O'Boyle 1, Sida Wang 2, Gabriel Synnaeve 2, Hugh Leather 2 1 University of Edinburgh 2 Meta AI A BSTRACT Code generation and understanding are critical capabilities for large language models (LLMs). Thus, most LLMs are pretrained and fine-tuned on code data. However, these datasets typically treat code as static strings and rarely exploit the dynamic information about their execution. Building upon previous work on trace modeling, we study Execution Tuning (E.T.), a training procedure in which we explicitly model real-world program execution traces without requiring manual test annotations. We train and evaluate models on different execution trace granularities (line and instruction-level) and strategies on the task of output prediction, obtaining 80% accuracy on CruxEval and MBPP, and showing the advantages of dynamic scratchpads (i.e., self-contained intermediate computations updated by the model rather than accumulated as a history of past computations) on long executions (up to 14k steps). Finally, we discuss E.T.'s practical applications. Current state-of-the-art general-purpose LLMs are thought to contain considerable proportions of code in their pretraining data (OpenAI et al., 2024), which is known to improve reasoning capabilities even in tasks seemingly unrelated to code (Aryabumi et al., 2024).
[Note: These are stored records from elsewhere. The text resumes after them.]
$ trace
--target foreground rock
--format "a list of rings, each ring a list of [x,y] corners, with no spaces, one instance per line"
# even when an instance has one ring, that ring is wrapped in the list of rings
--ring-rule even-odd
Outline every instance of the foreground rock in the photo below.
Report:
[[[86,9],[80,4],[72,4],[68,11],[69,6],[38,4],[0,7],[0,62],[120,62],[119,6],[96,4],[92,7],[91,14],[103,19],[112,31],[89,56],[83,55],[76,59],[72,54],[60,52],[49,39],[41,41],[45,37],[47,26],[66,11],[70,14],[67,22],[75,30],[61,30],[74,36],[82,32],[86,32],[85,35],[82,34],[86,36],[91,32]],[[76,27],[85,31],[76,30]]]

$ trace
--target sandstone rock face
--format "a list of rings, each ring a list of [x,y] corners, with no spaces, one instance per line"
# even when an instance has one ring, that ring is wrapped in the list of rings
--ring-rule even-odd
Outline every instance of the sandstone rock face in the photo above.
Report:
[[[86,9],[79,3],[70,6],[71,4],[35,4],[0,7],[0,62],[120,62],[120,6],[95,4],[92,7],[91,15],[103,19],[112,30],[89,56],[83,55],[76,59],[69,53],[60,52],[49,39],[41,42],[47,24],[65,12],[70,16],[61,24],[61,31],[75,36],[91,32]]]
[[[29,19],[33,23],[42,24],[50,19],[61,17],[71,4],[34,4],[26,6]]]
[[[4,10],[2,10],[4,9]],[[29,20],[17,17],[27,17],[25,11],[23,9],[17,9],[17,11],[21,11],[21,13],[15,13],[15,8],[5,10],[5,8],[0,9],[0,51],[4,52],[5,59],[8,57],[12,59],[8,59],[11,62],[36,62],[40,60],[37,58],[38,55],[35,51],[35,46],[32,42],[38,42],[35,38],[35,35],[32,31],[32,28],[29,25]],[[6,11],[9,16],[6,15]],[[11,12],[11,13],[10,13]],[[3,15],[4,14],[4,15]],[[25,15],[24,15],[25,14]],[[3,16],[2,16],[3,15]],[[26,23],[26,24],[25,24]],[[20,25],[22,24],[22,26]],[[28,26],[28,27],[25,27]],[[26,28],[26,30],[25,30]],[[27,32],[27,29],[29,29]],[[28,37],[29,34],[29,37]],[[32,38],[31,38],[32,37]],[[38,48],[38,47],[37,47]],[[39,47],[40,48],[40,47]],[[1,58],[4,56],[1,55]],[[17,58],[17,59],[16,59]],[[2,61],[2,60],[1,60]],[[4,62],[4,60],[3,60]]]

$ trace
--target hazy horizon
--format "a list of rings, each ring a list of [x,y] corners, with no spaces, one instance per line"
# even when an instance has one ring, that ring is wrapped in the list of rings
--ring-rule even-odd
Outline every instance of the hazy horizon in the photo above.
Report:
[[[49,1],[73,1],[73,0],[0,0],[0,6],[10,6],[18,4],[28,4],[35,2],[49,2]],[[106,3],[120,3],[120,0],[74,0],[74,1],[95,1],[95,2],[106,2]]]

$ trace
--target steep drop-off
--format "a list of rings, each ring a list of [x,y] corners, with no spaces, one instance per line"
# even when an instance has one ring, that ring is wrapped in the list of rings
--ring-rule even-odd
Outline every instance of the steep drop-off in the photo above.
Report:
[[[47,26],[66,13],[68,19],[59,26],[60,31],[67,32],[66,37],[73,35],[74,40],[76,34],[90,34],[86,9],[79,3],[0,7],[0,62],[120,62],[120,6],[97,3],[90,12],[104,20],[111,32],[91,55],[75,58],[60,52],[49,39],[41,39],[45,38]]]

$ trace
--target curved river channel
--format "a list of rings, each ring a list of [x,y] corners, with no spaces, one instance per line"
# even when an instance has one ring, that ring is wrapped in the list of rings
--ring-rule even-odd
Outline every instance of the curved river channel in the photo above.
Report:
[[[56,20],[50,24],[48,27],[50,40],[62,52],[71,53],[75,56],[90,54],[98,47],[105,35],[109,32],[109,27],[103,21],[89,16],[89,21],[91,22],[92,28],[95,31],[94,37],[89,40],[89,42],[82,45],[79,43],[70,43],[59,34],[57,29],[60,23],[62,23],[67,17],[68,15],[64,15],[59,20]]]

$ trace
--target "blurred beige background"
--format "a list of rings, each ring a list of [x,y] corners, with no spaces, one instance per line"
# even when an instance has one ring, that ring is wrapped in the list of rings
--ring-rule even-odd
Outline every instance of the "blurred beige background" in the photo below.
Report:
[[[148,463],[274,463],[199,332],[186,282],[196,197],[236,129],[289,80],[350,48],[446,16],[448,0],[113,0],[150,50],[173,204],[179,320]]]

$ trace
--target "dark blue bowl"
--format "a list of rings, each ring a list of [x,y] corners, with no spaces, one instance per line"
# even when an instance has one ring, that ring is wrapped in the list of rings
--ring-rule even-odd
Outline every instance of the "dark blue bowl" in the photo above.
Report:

However, datasets used to train code LLMs (such as Lozhkov et al. (2024)) typically treat code as static strings and rarely exploit the dynamic information about their execution. Executability is one of the key differences between code and natural language, and most code datasets neglect dimensions of the code domain such as reasoning over code execution, which in turn could lead to better code understanding. This fundamental limitation has sparked a renewed interest in modeling program executions, connecting with the pre-LLM neural program evaluation literature (Zaremba & Sutskever, 2014; Graves et al., 2014), which studied whether neural networks could learn to execute programs.